Often children do not realize they have problems with their vision because they think how they see is how everyone else sees. They learn to compensate with their vision problems without fixing them, which can lead to more problems in school and later in life. Unfortunately, some students are misdiagnosed as having a learning disability or behavioral problems when they may simply have vision impairment. This confusion can be eliminated taking a child for a certified vision screening or an eye exam.

“Vision problems affect one in four school-aged children. We want all children to make sure their child’s eye problems do not go unnoticed this school year,” said Hugh R. Parry, president and CEO of Prevent Blindness America. “A child should not have to struggle in school because of an undetected vision problem.”

Eye problems can range from common refractive errors such as nearsightedness and farsightedness, to serious eye conditions including:

Amblyopia or “lazy eye” – the most common cause of visual impairment in children. As the brain develops and receives diminished images from the affected eye, it begins to suppress those images and favor the unaffected eye. If this condition persists, the weaker eye may become useless. Amblyopia becomes more difficult to treat effectively as the child becomes older.
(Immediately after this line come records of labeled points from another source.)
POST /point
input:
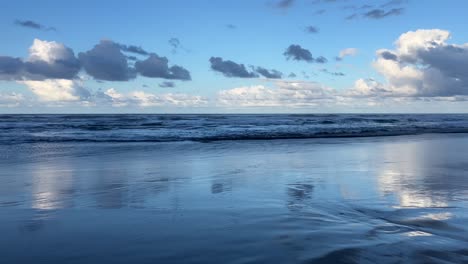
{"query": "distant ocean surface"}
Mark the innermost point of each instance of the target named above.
(215, 127)
(207, 189)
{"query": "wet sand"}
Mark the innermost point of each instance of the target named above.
(356, 200)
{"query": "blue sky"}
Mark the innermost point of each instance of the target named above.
(256, 33)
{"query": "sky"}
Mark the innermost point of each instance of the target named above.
(245, 56)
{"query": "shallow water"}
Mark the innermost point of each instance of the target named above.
(354, 200)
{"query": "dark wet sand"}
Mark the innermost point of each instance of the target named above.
(361, 200)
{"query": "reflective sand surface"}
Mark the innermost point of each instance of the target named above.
(367, 200)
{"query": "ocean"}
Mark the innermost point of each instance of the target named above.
(331, 188)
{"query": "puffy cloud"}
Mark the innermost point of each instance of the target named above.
(58, 90)
(10, 68)
(133, 49)
(297, 53)
(289, 94)
(346, 52)
(422, 65)
(52, 60)
(106, 62)
(174, 43)
(157, 67)
(230, 69)
(47, 60)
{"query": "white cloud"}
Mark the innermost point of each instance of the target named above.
(49, 51)
(423, 64)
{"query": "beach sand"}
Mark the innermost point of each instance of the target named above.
(355, 200)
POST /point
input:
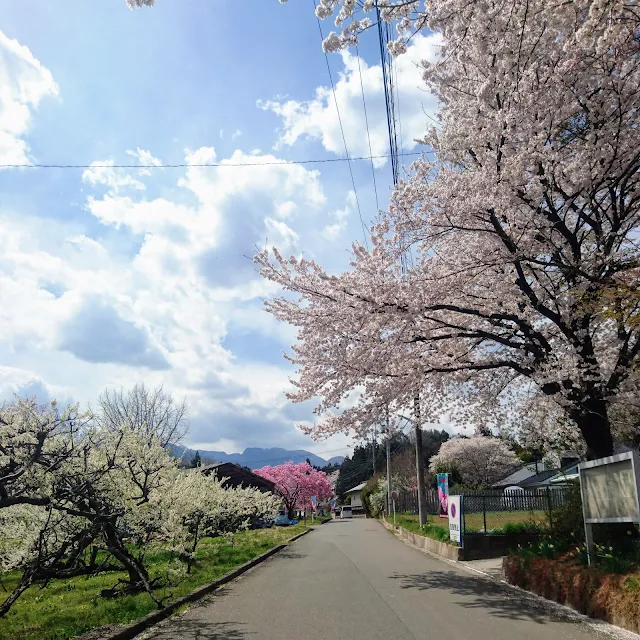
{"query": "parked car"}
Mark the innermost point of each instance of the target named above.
(282, 519)
(346, 511)
(261, 523)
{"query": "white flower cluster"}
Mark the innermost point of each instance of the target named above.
(69, 487)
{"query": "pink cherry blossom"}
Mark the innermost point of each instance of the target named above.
(297, 483)
(528, 211)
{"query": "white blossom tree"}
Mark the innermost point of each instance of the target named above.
(480, 460)
(77, 498)
(523, 228)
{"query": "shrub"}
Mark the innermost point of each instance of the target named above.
(435, 532)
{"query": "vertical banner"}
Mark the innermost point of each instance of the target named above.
(455, 519)
(443, 494)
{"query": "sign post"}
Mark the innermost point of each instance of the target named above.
(314, 504)
(443, 493)
(455, 519)
(610, 489)
(394, 497)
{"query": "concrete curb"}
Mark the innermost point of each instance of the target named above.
(428, 545)
(600, 626)
(134, 628)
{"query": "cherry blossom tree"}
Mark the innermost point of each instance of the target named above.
(523, 229)
(296, 483)
(480, 460)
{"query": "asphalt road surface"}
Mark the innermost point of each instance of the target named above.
(353, 579)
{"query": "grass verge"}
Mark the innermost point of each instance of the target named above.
(66, 608)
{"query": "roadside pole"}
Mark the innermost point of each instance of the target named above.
(422, 511)
(394, 497)
(389, 488)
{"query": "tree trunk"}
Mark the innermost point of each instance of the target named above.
(138, 574)
(593, 422)
(422, 502)
(22, 586)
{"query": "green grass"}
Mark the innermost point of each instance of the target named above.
(66, 608)
(436, 527)
(498, 521)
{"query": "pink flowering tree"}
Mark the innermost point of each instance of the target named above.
(296, 483)
(523, 227)
(480, 460)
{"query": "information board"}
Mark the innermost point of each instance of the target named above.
(610, 489)
(455, 519)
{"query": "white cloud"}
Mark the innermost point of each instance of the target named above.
(161, 314)
(145, 158)
(24, 83)
(317, 118)
(104, 173)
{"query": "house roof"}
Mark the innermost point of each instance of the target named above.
(238, 476)
(540, 477)
(518, 476)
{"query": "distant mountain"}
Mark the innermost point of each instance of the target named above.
(255, 457)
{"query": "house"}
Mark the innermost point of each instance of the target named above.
(356, 497)
(238, 476)
(520, 475)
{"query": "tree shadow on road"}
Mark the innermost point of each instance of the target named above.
(290, 554)
(186, 629)
(493, 598)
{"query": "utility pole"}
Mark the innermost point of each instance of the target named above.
(373, 450)
(422, 503)
(389, 487)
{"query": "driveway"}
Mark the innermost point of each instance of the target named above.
(353, 579)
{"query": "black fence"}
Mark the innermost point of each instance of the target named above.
(495, 511)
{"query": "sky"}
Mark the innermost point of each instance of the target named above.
(112, 276)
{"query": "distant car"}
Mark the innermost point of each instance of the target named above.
(282, 519)
(261, 523)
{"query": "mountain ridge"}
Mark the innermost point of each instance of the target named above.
(256, 457)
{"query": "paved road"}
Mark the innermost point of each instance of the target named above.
(353, 579)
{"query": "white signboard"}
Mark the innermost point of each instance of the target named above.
(610, 490)
(455, 519)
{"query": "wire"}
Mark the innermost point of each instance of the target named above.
(366, 120)
(188, 165)
(344, 140)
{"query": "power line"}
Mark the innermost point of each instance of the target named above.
(185, 165)
(344, 140)
(366, 120)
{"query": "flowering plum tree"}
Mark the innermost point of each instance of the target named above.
(480, 460)
(523, 228)
(77, 498)
(296, 483)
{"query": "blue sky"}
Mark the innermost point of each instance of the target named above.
(112, 276)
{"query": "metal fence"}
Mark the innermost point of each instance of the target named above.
(494, 510)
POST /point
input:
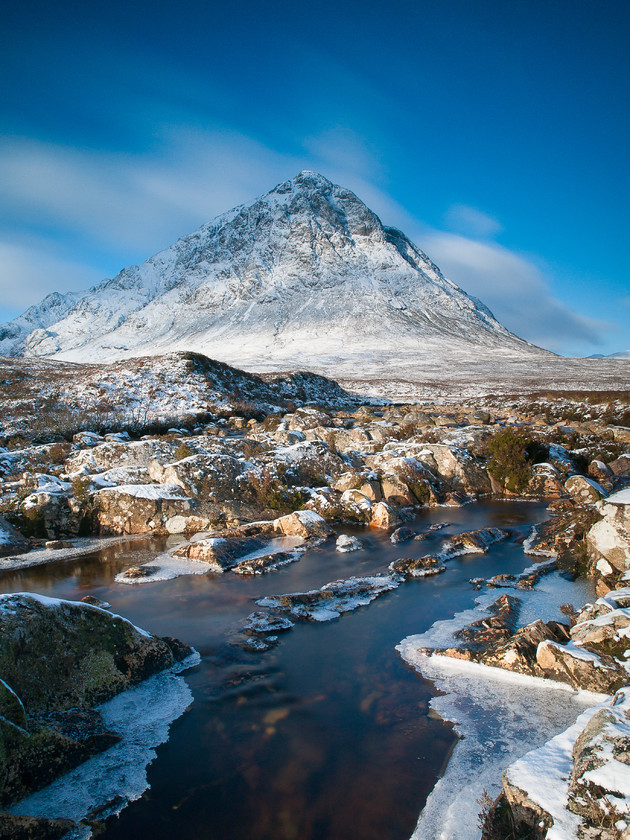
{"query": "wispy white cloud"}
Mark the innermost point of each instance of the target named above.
(131, 206)
(469, 221)
(31, 269)
(514, 288)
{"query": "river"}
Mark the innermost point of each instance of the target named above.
(327, 736)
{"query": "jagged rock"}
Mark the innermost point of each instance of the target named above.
(346, 481)
(106, 456)
(308, 418)
(347, 543)
(621, 465)
(418, 566)
(311, 458)
(545, 482)
(60, 658)
(52, 515)
(610, 537)
(481, 416)
(584, 490)
(402, 534)
(332, 599)
(578, 782)
(96, 602)
(475, 542)
(372, 489)
(221, 552)
(599, 783)
(599, 470)
(266, 563)
(383, 516)
(187, 524)
(211, 476)
(139, 508)
(303, 523)
(580, 668)
(11, 540)
(135, 572)
(603, 626)
(395, 491)
(356, 498)
(456, 466)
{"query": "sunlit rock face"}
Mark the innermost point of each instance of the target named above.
(306, 276)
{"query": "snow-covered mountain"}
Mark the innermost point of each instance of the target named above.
(305, 277)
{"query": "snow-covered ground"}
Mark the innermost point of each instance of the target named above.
(499, 714)
(142, 716)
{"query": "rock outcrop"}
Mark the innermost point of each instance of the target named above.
(58, 660)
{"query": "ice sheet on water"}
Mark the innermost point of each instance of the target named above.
(143, 716)
(500, 715)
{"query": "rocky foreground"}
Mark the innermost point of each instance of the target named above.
(249, 487)
(59, 660)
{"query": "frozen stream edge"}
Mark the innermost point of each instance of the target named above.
(499, 715)
(142, 716)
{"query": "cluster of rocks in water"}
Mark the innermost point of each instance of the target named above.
(250, 494)
(59, 660)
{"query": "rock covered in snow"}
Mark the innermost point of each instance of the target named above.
(584, 490)
(303, 275)
(302, 523)
(11, 540)
(609, 539)
(58, 660)
(347, 543)
(383, 516)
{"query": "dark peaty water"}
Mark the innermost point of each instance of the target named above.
(326, 737)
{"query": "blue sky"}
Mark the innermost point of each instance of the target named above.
(495, 134)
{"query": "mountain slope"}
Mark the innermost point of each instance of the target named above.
(306, 276)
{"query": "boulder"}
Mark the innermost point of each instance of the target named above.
(456, 466)
(347, 543)
(308, 418)
(346, 481)
(580, 668)
(599, 470)
(11, 540)
(139, 508)
(545, 483)
(621, 434)
(383, 516)
(621, 465)
(221, 552)
(600, 778)
(51, 515)
(302, 523)
(105, 456)
(417, 566)
(309, 461)
(395, 491)
(585, 491)
(58, 660)
(610, 537)
(402, 534)
(356, 498)
(179, 524)
(211, 476)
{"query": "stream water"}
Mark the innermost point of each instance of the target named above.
(329, 735)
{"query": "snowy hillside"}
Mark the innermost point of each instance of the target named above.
(306, 277)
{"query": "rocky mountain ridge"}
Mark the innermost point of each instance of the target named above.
(305, 276)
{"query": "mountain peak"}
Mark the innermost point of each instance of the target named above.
(304, 277)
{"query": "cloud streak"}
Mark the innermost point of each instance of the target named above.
(515, 290)
(130, 206)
Strabismus or “crossed eyes” – a condition where eyes are misaligned, or do not line up with each other. This problem is caused when the muscles do not work together. Strabismus may eventually lead to amblyopia. Approximately one in 50 children has strabismus.
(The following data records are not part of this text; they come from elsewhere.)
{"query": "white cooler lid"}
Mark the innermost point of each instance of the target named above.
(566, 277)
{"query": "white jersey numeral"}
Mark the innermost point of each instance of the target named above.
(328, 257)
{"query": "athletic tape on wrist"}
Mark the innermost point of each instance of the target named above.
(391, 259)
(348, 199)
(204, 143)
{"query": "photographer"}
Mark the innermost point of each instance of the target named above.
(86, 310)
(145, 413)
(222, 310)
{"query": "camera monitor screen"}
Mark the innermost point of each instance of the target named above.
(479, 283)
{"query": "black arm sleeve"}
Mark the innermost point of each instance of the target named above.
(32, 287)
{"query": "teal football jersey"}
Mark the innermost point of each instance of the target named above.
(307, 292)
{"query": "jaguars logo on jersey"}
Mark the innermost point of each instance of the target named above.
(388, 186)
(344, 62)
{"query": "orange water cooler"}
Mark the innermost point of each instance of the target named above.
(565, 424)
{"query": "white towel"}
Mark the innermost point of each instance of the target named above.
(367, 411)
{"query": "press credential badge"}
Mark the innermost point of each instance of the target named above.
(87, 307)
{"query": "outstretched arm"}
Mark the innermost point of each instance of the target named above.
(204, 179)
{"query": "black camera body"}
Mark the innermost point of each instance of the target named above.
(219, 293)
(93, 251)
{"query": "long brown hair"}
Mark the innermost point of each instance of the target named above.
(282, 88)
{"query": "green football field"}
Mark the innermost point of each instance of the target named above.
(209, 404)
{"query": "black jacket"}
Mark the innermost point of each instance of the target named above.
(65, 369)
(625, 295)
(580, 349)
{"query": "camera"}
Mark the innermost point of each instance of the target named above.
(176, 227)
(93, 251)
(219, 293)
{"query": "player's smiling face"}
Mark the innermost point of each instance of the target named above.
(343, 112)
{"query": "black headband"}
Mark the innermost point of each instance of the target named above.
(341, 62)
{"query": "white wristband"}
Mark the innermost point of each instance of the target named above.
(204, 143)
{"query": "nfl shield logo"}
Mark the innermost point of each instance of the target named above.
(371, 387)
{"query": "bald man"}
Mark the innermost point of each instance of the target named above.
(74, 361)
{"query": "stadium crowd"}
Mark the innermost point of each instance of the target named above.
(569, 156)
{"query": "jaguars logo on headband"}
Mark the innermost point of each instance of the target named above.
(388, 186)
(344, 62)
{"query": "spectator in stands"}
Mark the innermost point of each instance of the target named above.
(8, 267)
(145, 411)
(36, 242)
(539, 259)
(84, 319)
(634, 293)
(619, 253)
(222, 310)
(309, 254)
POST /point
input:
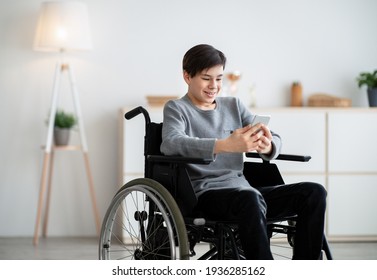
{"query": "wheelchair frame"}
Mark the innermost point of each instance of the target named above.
(160, 224)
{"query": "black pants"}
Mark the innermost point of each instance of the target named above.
(251, 207)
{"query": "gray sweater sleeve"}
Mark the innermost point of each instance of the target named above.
(191, 132)
(176, 135)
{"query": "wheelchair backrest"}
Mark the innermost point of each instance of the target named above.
(172, 176)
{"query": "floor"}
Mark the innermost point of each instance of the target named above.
(73, 248)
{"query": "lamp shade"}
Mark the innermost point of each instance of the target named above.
(63, 26)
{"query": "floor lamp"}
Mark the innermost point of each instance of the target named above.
(62, 27)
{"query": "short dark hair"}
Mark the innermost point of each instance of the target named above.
(201, 57)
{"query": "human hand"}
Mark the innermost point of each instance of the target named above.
(246, 139)
(263, 139)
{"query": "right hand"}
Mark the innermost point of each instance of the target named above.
(245, 139)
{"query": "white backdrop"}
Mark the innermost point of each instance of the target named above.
(138, 48)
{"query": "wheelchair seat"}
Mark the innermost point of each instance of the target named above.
(164, 223)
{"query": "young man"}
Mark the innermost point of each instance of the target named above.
(201, 124)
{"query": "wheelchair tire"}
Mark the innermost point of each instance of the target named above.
(143, 221)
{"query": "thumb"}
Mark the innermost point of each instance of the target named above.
(243, 129)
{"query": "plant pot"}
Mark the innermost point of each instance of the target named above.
(61, 136)
(372, 97)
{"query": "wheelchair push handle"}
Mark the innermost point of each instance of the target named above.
(136, 111)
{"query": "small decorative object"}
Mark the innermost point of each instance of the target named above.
(233, 78)
(327, 100)
(62, 127)
(159, 100)
(369, 80)
(296, 94)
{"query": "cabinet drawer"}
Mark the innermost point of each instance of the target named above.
(352, 141)
(352, 205)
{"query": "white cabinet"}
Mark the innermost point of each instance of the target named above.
(352, 173)
(344, 159)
Parents should hit the books as well to learn more about how to keep their children’s eyes healthy. Prevent Blindness America has created “Star Pupils,” a free program specifically designed to educate parents on what they can do to ensure healthy eyesight for their kids. Parents may visit Starpupils.org and receive free information on everything from common eye conditions in children to tips on how to protect eyes from injury while playing sports.

For more information on children’s eye health and safety, please call Prevent Blindness America at (800) 331-2020 or visit starpupils.org.
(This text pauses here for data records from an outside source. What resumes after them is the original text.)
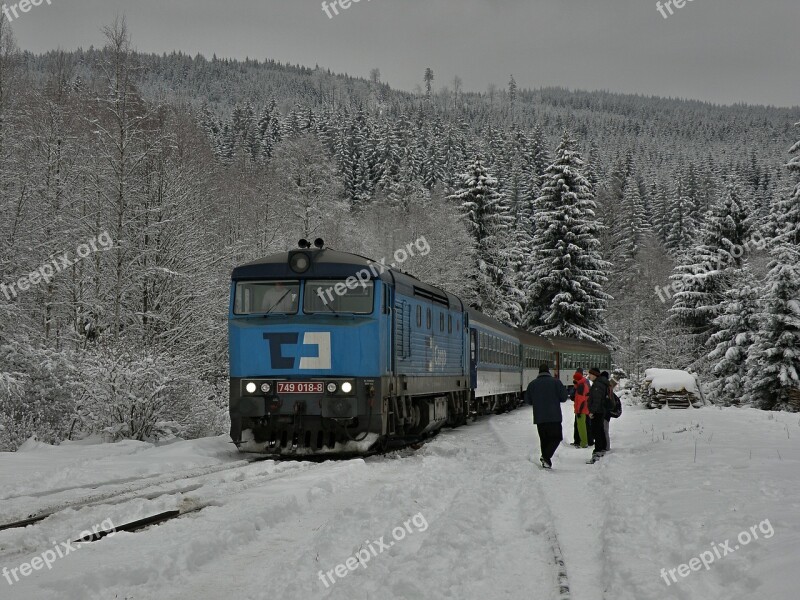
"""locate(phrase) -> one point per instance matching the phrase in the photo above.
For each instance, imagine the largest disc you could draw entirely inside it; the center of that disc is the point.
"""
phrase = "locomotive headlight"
(300, 262)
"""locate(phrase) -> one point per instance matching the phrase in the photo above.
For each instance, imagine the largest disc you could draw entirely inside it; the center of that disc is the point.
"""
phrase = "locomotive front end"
(307, 354)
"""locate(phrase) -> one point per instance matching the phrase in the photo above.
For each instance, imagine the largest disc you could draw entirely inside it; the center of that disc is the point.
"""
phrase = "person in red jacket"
(581, 404)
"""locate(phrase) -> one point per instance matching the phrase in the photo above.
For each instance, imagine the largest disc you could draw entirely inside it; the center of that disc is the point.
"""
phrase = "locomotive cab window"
(323, 296)
(266, 297)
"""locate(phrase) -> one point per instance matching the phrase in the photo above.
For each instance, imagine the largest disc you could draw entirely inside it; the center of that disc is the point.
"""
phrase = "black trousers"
(589, 432)
(550, 438)
(599, 430)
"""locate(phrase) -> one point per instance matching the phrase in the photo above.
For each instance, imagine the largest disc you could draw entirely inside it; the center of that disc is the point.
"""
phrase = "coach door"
(473, 358)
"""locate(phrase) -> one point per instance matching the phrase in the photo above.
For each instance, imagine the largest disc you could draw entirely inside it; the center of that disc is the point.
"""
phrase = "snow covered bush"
(147, 395)
(38, 387)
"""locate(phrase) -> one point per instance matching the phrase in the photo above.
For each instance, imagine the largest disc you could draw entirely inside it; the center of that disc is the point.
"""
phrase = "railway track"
(161, 517)
(113, 497)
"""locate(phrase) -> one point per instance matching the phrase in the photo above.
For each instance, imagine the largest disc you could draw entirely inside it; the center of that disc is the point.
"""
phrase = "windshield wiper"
(286, 293)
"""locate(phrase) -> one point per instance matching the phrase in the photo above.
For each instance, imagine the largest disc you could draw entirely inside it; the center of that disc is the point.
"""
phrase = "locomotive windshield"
(265, 297)
(333, 295)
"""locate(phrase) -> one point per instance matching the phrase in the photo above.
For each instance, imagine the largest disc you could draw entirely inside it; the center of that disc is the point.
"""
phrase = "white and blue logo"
(312, 354)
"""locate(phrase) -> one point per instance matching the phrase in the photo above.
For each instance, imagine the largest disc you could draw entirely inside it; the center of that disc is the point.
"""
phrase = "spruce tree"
(565, 285)
(705, 273)
(774, 363)
(736, 330)
(489, 224)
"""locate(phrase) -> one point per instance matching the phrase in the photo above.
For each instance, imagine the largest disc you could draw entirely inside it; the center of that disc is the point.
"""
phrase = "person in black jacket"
(598, 404)
(546, 393)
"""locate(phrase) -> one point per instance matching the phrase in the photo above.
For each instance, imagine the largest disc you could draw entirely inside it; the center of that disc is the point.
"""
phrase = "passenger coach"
(332, 352)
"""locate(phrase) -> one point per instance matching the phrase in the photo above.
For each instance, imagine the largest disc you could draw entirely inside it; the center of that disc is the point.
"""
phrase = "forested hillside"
(189, 166)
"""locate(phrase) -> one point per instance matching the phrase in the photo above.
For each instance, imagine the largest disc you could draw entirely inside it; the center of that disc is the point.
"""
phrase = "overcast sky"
(717, 50)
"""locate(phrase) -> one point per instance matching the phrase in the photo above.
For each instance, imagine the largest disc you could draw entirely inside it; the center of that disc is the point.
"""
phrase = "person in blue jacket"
(546, 393)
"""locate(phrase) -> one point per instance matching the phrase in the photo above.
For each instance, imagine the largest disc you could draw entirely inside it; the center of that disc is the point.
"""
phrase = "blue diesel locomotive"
(331, 352)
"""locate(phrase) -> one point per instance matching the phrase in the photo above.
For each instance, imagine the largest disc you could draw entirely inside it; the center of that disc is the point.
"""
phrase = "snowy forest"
(668, 229)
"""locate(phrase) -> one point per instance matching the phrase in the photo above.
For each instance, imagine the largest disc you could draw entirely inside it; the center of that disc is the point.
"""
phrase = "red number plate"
(299, 387)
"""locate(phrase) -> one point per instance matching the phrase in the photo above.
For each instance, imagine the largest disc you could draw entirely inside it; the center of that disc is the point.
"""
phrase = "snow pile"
(671, 380)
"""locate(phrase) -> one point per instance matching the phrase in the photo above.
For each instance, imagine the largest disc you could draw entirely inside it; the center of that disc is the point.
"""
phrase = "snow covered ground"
(471, 515)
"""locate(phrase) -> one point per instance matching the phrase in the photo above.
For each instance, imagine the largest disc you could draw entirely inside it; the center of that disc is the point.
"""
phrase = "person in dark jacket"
(546, 393)
(611, 385)
(598, 403)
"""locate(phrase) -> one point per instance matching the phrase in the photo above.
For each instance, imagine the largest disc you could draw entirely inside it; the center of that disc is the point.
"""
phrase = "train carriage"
(574, 354)
(331, 352)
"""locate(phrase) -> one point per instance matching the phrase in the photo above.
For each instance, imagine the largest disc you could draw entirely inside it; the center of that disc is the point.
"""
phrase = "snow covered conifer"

About Prevent Blindness America

Founded in 1908, Prevent Blindness America is the nation’s leading volunteer eye health and safety organization dedicated to fighting blindness and saving sight. Focused on promoting a continuum of vision care, Prevent Blindness America touches the lives of millions of people each year through public and professional education, advocacy, certified vision screening and training, community and patient service programs and research. These services are made possible through the generous support of the American public. Together with a network of affiliates, divisions and chapters, Prevent Blindness America is committed to eliminating preventable blindness in America. For more information, or to make a contribution to the sight-saving fund, call 1-800-331-2020. Or, visit us on the Web at preventblindness.org or facebook.com/preventblindness.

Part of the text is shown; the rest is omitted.